Título: Disputas na Justiça podem mudar ritmo de investigação
Autor:
Fonte: Valor Econômico, 17/07/2008, Opinião, p. A12

As investigações sobre supostos crimes cometidos pelo banqueiro Daniel Dantas e executivos do Opportunity sofreram uma reviravolta: os investigadores foram para o banco dos réus e foram afastados. Além disso, a Justiça rachou pela metade, com uma parte de juízes, promotores e magistrados condenando a atitude do presidente do Supremo Tribunal Federal, Gilmar Mendes, de conceder o segundo habeas corpus a Dantas, e outra metade apoiando a atitude de Mendes. O ministro da Justiça, Tarso Genro, invadiu seara alheia ao dizer que dificilmente Dantas escaparia das acusações, e o governo não saiu ileso, pois o chefe de Gabinete, Gilberto Carvalho, teria auxiliado um dos advogados de Dantas, o petista Luiz Eduardo Greenhalgh, a rastrear possíveis agentes envolvidos na investigação. Outra reviravolta, possivelmente provisória, é que as acusações contra Dantas submergiram em meio a reclamações generalizadas - muitas delas absolutamente justas - contra abusos da Polícia Federal na obtenção de provas.

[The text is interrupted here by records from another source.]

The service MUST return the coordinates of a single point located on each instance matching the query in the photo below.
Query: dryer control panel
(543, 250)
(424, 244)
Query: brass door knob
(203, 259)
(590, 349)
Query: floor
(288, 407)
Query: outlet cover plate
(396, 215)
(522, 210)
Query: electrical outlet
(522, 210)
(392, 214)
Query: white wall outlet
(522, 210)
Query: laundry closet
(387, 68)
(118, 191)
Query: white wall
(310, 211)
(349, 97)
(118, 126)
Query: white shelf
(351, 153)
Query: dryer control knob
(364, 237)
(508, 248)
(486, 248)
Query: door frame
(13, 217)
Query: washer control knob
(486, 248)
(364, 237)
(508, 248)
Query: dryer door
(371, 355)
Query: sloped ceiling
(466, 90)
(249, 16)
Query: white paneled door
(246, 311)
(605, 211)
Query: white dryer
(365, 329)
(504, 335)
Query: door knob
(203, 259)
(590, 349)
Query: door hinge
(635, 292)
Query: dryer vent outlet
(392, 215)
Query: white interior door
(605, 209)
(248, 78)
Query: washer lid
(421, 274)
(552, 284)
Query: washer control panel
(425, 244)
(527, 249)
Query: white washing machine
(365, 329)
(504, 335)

O desenrolar dos acontecimentos até agora não é favorável a uma necessária apuração séria e isenta das acusações contra Dantas. O delegado Protógenes Queiroz, que preside o inquérito, foi afastado, com justificativa de que desdenha da inteligência dos cidadãos - ele precisaria fazer um curso de especialização. O diretor-geral da PF, Luiz Fernando Corrêa, entrou de férias - por mera coincidência, segundo o ministro Tarso Genro. Dois delegados auxiliares de Protógenes saíram do caso, provavelmente a pedidos.

O delegado Protógenes fez uma peça acusatória inábil, onde ideologia e preconceitos atropelam a busca do real conhecimento dos fatos. Quanto mais se conhecem trechos dos relatórios, mais avultam suposições fantasiosas. Entretanto, há fatos graves a apurar, como indícios de tráfico de influência, corrupção, sonegação de impostos, evasão de divisas etc. Com o delegado-geral da PF em férias e os principais investigadores afastados, o processo do caso Dantas pode entrar no limbo.

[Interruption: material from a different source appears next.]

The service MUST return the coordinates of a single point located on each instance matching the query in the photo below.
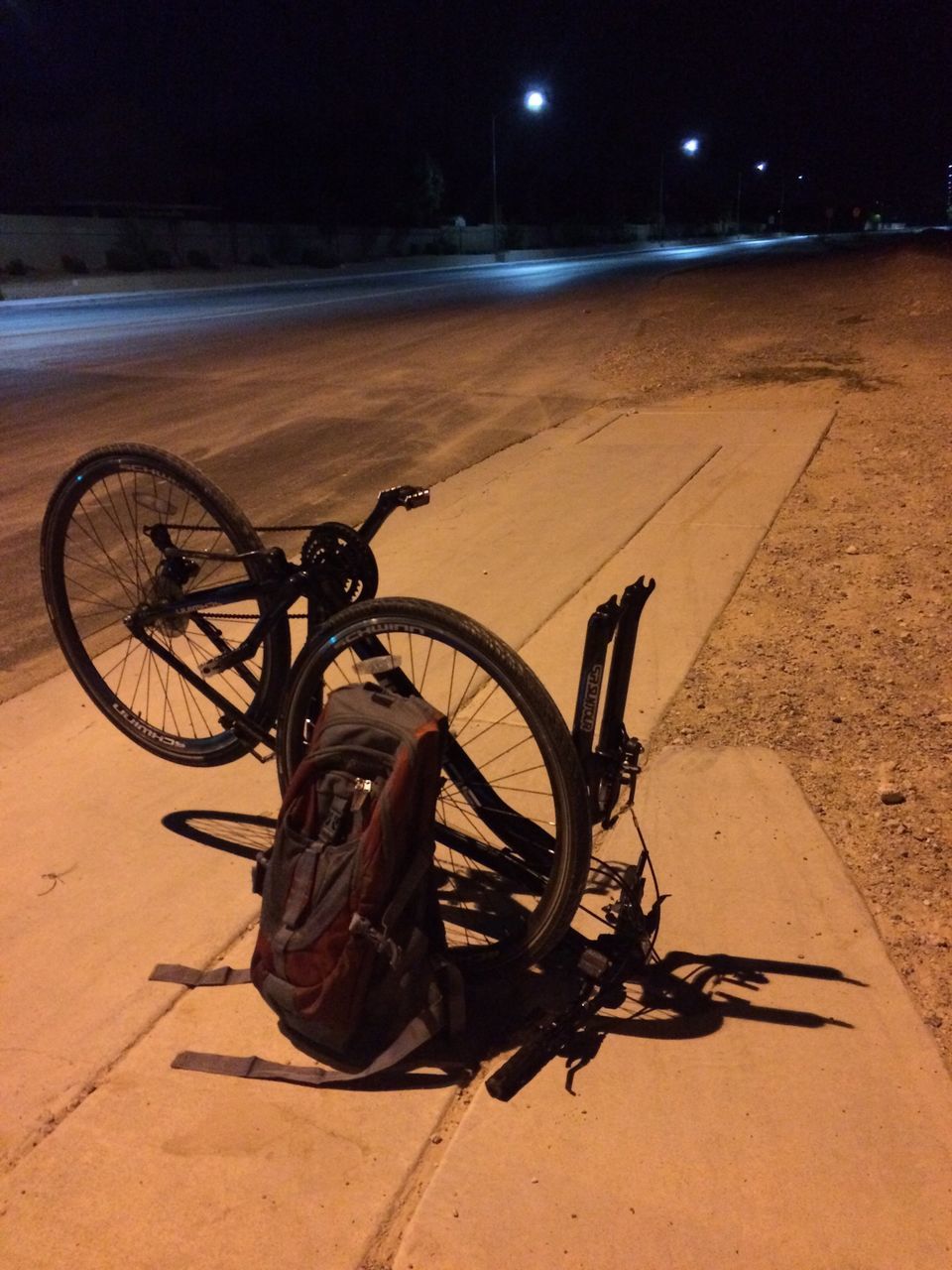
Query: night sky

Não há dúvidas de que a profusão de grampos e o espetáculo das prisões mostra que a Polícia Federal ultrapassa limites perigosos. Há formas legais de coibir abusos desta natureza no futuro com medidas administrativas e mudanças de legislação, como a que será apressada a partir de agora, referente à delimitação do uso de escutas telefônicas. A coerção ao abuso de poder, porém, não pode dar vazão ao seu contrário, isto é, ao cerceamento aos próprios poderes legítimos de investigação do Estado. Os erros agora cometidos pela PF abriram um vasto espaço onde os acusados podem passar, com alguma verossimilhança, por vítimas.

Se delegados da Polícia Federal jogaram para a platéia, que nunca vê sonegadores e ladrões do dinheiro público atrás das grades, dadas a morosidade da Justiça e a leveza das punições aos crimes do colarinho branco, ao governo as investigações sobre Daniel Dantas são um incômodo, quando não uma bomba política de efeito retardado. Ela traz riscos potenciais também à oposição, porque o império de Dantas ganhou solidez a partir de manobras na privatização das teles durante o governo de Fernando Henrique Cardoso.

Aos petistas, os rumos do caso despertam apreensão - o dinheiro de Dantas apareceu no escândalo do mensalão, que vitimou o ex-chefe da Casa Civil, José Dirceu. Ao governo, a investigação atual pode atrapalhar uma outra jogada nas telecomunicações, a fusão da Brasil Telecom, que foi administrada por Dantas, com a Oi, com um patrocínio oficial vedado pela legislação, que será mudada a posteriori para adaptar-se a fatos consumados. O passado continua assombrando o presente.

Falta algo mais que investigações sérias no país, como o caso Dantas revela. O ativismo da PF mostra que entre os ilícitos e a batida policial não há nada. Há inação ou omissão de órgãos de fiscalização e regulação, que deveriam brecar e coibir irregularidades bem antes de elas se tornarem um caso de operação policial e algemas. Sem essa retaguarda institucional, as operações da PF, que deveriam ser a última instância, acabam sendo a primeira. Com isso, abre-se perigoso caminho para processos incompletos ou mal fundamentados, e para arbitrariedades e seu reverso, a impunidade.